Intracoronary administration of BMC is associated with a significant reduction of the occurrence of major adverse cardiovascular events maintained for 2 years after AMI. Moreover, functional improvements after BMC therapy may persist for at least 2 years. Larger studies focusing on clinical event rates are warranted to confirm the effects of BMC administration on mortality and progression of heart failure in patients with AMIs. Clinical Trial Registration- clinicaltrials.gov. Identifier: NCT00279175.

摘要

背景

本研究旨在探讨急性心肌梗死(AMI)患者冠状动脉内注射自体祖细胞 2 年后的临床疗效。

方法和结果

采用双盲、安慰剂对照、多中心试验设计,我们将 204 例成功再灌注的 AMI 患者随机分为两组,分别于梗死相关动脉再灌注治疗后 3-7 天接受骨髓源性祖细胞(BMC)或安慰剂介质冠状动脉内输注。2 年时,BMC 组的死亡、心肌梗死或血运重建的累积终点显著低于安慰剂组(风险比,0.58;95%可信区间,0.36 至 0.94;P=0.025)。
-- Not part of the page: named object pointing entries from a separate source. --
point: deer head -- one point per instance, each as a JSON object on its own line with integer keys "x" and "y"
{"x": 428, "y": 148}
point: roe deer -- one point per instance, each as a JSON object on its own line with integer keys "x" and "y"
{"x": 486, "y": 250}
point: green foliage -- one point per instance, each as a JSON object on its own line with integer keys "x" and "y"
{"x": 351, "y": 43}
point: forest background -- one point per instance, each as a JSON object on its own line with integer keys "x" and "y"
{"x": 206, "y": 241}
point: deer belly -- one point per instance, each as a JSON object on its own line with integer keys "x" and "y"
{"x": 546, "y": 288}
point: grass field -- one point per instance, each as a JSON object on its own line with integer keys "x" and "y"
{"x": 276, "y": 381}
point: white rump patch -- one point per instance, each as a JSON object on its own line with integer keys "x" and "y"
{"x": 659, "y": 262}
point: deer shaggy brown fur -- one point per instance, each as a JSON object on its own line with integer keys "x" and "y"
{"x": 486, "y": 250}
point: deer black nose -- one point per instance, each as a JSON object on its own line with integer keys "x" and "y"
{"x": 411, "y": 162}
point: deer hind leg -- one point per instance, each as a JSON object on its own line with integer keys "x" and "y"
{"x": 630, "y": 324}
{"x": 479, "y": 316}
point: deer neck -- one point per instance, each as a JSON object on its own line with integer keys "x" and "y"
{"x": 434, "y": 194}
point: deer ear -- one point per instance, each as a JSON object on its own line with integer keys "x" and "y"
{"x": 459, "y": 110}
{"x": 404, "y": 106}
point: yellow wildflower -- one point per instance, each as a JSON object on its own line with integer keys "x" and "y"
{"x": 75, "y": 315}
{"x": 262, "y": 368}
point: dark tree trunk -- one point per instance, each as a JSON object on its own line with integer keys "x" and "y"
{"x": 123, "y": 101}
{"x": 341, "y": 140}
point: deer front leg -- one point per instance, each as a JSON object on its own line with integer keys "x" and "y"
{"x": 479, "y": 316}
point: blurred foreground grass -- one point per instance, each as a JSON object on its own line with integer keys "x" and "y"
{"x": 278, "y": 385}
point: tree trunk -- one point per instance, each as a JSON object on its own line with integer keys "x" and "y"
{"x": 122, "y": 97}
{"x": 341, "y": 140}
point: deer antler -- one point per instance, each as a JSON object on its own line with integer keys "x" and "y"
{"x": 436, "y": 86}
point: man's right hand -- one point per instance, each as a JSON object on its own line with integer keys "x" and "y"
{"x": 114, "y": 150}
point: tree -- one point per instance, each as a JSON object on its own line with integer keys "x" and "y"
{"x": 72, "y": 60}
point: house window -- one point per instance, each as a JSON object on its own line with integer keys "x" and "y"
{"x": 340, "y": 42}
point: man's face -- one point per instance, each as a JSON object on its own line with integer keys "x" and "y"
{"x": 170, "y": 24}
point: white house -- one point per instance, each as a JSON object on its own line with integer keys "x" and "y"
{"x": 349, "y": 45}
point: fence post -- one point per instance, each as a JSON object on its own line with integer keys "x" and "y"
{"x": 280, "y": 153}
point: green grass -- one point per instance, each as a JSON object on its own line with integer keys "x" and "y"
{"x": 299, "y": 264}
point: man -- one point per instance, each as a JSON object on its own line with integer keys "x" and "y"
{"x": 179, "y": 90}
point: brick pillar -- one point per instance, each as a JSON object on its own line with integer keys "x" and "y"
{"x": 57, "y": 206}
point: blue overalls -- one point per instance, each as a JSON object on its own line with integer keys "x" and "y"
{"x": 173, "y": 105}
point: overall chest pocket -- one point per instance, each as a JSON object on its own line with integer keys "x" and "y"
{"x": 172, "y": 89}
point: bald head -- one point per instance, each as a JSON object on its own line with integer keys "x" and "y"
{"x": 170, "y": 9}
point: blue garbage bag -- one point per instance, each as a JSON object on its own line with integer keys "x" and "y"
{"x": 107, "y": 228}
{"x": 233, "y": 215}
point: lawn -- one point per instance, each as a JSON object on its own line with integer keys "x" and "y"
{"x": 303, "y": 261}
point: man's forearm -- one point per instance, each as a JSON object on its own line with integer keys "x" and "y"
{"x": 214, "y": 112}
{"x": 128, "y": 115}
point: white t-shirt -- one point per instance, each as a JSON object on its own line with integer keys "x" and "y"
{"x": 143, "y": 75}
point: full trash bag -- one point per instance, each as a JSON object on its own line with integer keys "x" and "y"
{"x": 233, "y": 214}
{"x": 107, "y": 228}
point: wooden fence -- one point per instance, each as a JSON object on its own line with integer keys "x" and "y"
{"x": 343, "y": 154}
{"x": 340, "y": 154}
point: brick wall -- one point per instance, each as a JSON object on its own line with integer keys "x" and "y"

同样,BMC 组的死亡和再发心肌梗死以及因心力衰竭再次住院的联合终点,反映心力衰竭进展,也显著降低(风险比,0.26;95%可信区间,0.085 至 0.77;P=0.015)。Cox 回归分析调整 AMI 后不良预后的经典预测因素后,冠状动脉内给予 BMC 仍然是良好临床疗效的显著预测因素。BMC 治疗后未见再狭窄或动脉粥样硬化疾病进展增加,也未见室性心律失常或肿瘤增加。此外,在 2 年随访的患者亚组中,MRI 评估的梗死节段的局部左心室收缩功能,BMC 组明显高于安慰剂组(P<0.001)。

结论

冠状动脉内给予 BMC 与 AMI 后 2 年内主要不良心血管事件发生率显著降低相关。此外,BMC 治疗后的功能改善可能至少持续 2 年。需要更大规模的研究来关注临床事件发生率,以确认 BMC 给药对 AMI 患者死亡率和心力衰竭进展的影响。临床试验注册- clinicaltrials.gov。标识符:NCT00279175。